Attenzione al Franco svizzero
Ogni investimento denominato in Franchi svizzeri non può definirsi sterilizzato al 100% da un eventuale rischio di ridenominazione
dell’euro. La ragione? Nel caso di un rivolgimento di quella portata la domanda di valuta di quella nazione crescerebbe in
modo significativo. Una sovravvalutazione del Franco graverebbe sulle esportazioni locali e renderebbe così possibile una
svalutazione di quella valuta, circostanza peraltro che si è già verificata il 15 gennaio 2015.
Strumenti finanziari all’estero
Chi pensa di vendere attivi italiani per acquistare titoli esteri, come azioni e obbligazioni, sicav lussemburghesi e irlandesi,
diversifica in valuta con franchi svizzeri e dollari Usa. Andare a investire all’estero, oltre al rischio di cambio, può comportare
un aggravio iniziale.
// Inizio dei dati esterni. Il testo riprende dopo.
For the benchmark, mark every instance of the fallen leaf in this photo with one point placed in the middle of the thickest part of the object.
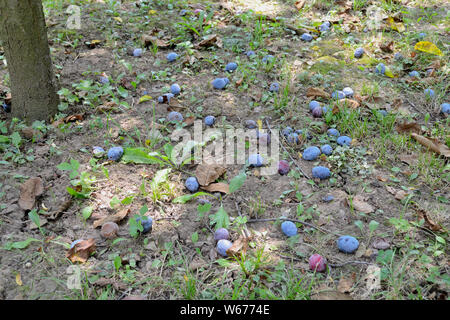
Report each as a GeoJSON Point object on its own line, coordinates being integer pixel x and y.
{"type": "Point", "coordinates": [316, 92]}
{"type": "Point", "coordinates": [408, 127]}
{"type": "Point", "coordinates": [380, 244]}
{"type": "Point", "coordinates": [29, 190]}
{"type": "Point", "coordinates": [119, 216]}
{"type": "Point", "coordinates": [103, 282]}
{"type": "Point", "coordinates": [424, 215]}
{"type": "Point", "coordinates": [299, 4]}
{"type": "Point", "coordinates": [189, 120]}
{"type": "Point", "coordinates": [428, 47]}
{"type": "Point", "coordinates": [209, 41]}
{"type": "Point", "coordinates": [81, 251]}
{"type": "Point", "coordinates": [217, 187]}
{"type": "Point", "coordinates": [208, 173]}
{"type": "Point", "coordinates": [240, 245]}
{"type": "Point", "coordinates": [401, 194]}
{"type": "Point", "coordinates": [387, 46]}
{"type": "Point", "coordinates": [432, 144]}
{"type": "Point", "coordinates": [345, 284]}
{"type": "Point", "coordinates": [19, 279]}
{"type": "Point", "coordinates": [361, 205]}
Per esempio, una tassazione doppia sulle rendite finanziarie (parte del Fisco italiano e parte del Paese
estero), che viene recuperata solo per la parte eccedente l’aliquota convenzionale che va dal 10% al 15%, ma con complicate
procedure (solo meno gravose se ad occuparsene è un un fiduciario). In alcuni Paesi le aliquote su interessi e dividendi applicate
alla fonte sono elevate: in Portogallo e in Svizzera, due luoghi appetibili per gli italiani, sono pari al 35%; ma anche in
Francia, in Svezia o in Finlandia arrivano al 30%. Le nazioni meno esose sono la Cina e il Regno Unito (10%), entrambe molto
interessate ad attrarre capitali, seguite da Russia, Paesi Bassi e Lussemburgo, che applicano il 15%.
Trasferirsi all’estero
C’è chi lo ha già fatto. Molti pensionati si sono trasferiti in Portogallo dove vige una convenzione che esclude la tassazione
in Italia delle pensioni versate ai residenti. Non altrettanto sui patrimoni. «In Italia - spiega Marco Piazza, commercialista
e docente in Cattolica - abbiamo già una sorta di patrimoniale, è l’imposta sul valore delle attività finanziarie all’estero
(Ivafe) oltre all’imposta di bollo. Le due imposte sono calcolate in modo leggermente diverso ma l’aliquota applicabile è
sempre quella del 2 per mille. L’Ivafe per legge è applicata a carico dei soggetti residenti in Italia. Dunque non sarebbe
necessario ricorrere a una nuova patrimoniale sarebbe sufficiente aumentare l’aliquota di quelle già esistenti». In Svizzera
questo non accade. Ma il costo degli immobili e quello della vita rendono questa scelta impraticabile ai più.